8.1 Do I Have a Disk I/O Bottleneck?

Web caches such as Squid don't usually come right out and tell you when disk I/O is becoming a bottleneck. Instead, response time and/or hit ratio degrade as load increases. The tricky thing is that response time and hit ratio may be changing for other reasons, such as increased network latency and changes in client request patterns.

Perhaps the best way to explore the performance limits of your cache is with a benchmark, such as Web Polygraph. The good thing about a benchmark is that you can fully control the environment and eliminate many unknowns. You can also repeat the same experiment with different cache configurations. Unfortunately, benchmarking often takes a lot of time and requires spare systems that aren't already being used.

If you have the resources to benchmark Squid, begin with a standard caching workload. As you increase the load, at some point you should see a significant increase in response time and/or a decrease in hit ratio. Once you observe this performance degradation, run the experiment again but with disk caching disabled. You can configure Squid never to cache any response (with the null storage scheme, see Section 8.7). Alternatively, you can configure the workload to have 100% uncachable responses. If the average response time is significantly better without caching, you can be relatively certain that disk I/O is a bottleneck at that level of throughput.

If you're like most people, you have neither the time nor resources to benchmark Squid. In this case, you can examine Squid's runtime statistics to look for disk I/O bottlenecks. The cache manager General Runtime Information page (see Chapter 14) gives you median response times for both cache hits and misses:

Median Service Times (seconds)  5 min    60 min:

        HTTP Requests (All):   0.39928  0.35832

        Cache Misses:          0.42149  0.39928

        Cache Hits:            0.12783  0.11465

        Near Hits:             0.37825  0.39928

        Not-Modified Replies:  0.07825  0.07409

For a healthy Squid cache, hits are significantly faster than misses. Your median hit response time should usually be 0.5 seconds or less. I strongly recommend that you use SNMP or another network monitoring tool to collect periodic measurements from your Squid caches (see Chapter 14). A significant (factor of two) increase in median hit response time is a good indication that you have a disk I/O bottleneck.
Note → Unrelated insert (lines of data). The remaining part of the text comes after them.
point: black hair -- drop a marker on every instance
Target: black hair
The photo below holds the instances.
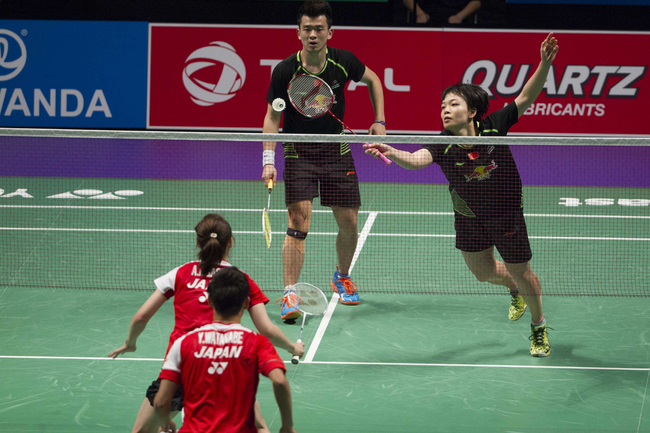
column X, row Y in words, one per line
column 474, row 96
column 228, row 291
column 212, row 235
column 314, row 9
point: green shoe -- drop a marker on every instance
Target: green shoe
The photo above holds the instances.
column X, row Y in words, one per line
column 539, row 345
column 517, row 307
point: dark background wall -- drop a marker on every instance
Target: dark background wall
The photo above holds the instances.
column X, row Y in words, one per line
column 391, row 13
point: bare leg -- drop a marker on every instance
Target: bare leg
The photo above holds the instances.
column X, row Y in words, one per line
column 529, row 287
column 293, row 250
column 260, row 424
column 346, row 240
column 488, row 269
column 145, row 422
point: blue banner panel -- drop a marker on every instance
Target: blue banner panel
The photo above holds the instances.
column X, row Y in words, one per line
column 586, row 2
column 74, row 74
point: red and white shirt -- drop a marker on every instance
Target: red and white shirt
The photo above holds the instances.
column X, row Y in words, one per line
column 218, row 366
column 189, row 289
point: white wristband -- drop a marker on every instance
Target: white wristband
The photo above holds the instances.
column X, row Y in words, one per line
column 268, row 157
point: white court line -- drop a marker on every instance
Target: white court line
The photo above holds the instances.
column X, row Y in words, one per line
column 381, row 364
column 638, row 428
column 184, row 209
column 313, row 347
column 356, row 254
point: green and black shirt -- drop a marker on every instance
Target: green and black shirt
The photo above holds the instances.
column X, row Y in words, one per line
column 341, row 66
column 483, row 180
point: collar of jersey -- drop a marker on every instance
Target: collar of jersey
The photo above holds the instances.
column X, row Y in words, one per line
column 301, row 68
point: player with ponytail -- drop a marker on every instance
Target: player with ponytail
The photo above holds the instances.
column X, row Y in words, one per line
column 188, row 285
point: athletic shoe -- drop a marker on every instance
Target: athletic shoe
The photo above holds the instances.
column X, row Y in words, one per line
column 517, row 307
column 539, row 345
column 289, row 311
column 346, row 288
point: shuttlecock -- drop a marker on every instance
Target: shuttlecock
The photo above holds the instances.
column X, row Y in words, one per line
column 278, row 104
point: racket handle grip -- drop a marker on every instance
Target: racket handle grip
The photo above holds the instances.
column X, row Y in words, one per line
column 383, row 158
column 296, row 358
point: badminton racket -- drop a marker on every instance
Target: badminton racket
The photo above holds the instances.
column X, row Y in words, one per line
column 266, row 222
column 311, row 302
column 313, row 97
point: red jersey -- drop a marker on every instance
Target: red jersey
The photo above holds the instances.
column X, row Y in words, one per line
column 218, row 366
column 189, row 289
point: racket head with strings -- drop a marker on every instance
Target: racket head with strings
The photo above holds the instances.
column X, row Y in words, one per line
column 310, row 95
column 311, row 302
column 313, row 97
column 266, row 222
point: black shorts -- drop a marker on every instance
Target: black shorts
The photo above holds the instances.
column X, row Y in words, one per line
column 336, row 177
column 508, row 235
column 177, row 400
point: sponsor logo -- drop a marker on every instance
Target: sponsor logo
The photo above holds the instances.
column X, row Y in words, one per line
column 575, row 80
column 204, row 61
column 217, row 367
column 482, row 172
column 10, row 62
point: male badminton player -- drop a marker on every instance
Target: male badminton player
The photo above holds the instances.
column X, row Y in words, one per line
column 313, row 169
column 486, row 191
column 218, row 366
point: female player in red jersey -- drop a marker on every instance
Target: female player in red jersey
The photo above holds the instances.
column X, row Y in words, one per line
column 486, row 191
column 188, row 285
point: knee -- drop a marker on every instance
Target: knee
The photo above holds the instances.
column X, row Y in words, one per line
column 297, row 219
column 484, row 274
column 481, row 276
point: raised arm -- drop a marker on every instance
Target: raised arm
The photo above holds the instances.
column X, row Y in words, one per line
column 535, row 84
column 468, row 10
column 376, row 92
column 410, row 161
column 139, row 322
column 271, row 126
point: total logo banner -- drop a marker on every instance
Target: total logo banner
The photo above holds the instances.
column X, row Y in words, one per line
column 72, row 74
column 217, row 77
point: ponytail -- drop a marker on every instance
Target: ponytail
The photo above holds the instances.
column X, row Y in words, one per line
column 213, row 234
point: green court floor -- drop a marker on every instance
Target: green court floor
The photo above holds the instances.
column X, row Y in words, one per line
column 418, row 354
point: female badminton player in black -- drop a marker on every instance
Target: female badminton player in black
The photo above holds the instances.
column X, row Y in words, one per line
column 486, row 191
column 188, row 285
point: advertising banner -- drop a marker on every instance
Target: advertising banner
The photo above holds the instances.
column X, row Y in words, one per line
column 73, row 74
column 595, row 84
column 217, row 77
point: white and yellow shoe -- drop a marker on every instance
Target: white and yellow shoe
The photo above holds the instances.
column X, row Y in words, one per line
column 539, row 345
column 517, row 307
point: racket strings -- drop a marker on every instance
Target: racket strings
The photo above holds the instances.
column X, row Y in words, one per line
column 310, row 95
column 312, row 301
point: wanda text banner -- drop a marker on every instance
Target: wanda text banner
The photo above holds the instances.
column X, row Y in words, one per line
column 217, row 77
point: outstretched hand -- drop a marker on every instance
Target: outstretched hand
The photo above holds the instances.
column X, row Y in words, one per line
column 549, row 49
column 375, row 149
If you believe your production cache is suffering in this manner, you can test your theory with the same technique mentioned previously. Configure Squid not to cache any responses, thus avoiding all disk I/O. Then closely observe the cache miss response time. If it goes down, your theory is probably correct.

Once you've convinced yourself that disk throughput is limiting Squid's performance, you can try a number of things to improve it. Some of these require recompiling Squid, while others are relatively simple steps you can take to tune the Unix filesystems.